In Eskenazi’s view, “The Roadmap is a set of goals, and a spiffy website. But the new plan is neither new, nor a plan.” Three of Mayor London Breed’s most well-publicized proposals—“simplifying and speeding up permitting; allowing developers to defer paying impact fees; and expediting the transformation of office buildings into residential”—are nothing new, Eskenazi writes, but draw on similar proposals from a report assembled in 2020.
Unlike other cities, San Francisco didn’t actively work to attract its top new industry, tech. Thanks to a combination of factors, the industry grew up in the Bay Area, claiming many of San Francisco’s downtown office buildings. “So it remains to be seen if San Francisco’s government can artificially re-create the success it didn’t initially create,” Eskenazi believes, despite Mayor Breed’s attempt to position AI and biotech as the future of the city—prospects Eskenazi finds unlikely.
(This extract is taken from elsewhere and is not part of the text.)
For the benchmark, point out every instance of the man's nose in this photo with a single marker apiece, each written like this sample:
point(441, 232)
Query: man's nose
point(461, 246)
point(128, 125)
Eskenazi points to poverty and crime, as well as the “devastation” of the city’s transit services, as major contributors to the central city’s decline. The article quotes David Prowler, former Director of the Mayor’s Office of Economic Development: “Keeping the streets clean and safe ‘is the normal job of government. That should not be triggered by a crisis,’” Prowler said. “These are the things government should be able to do.”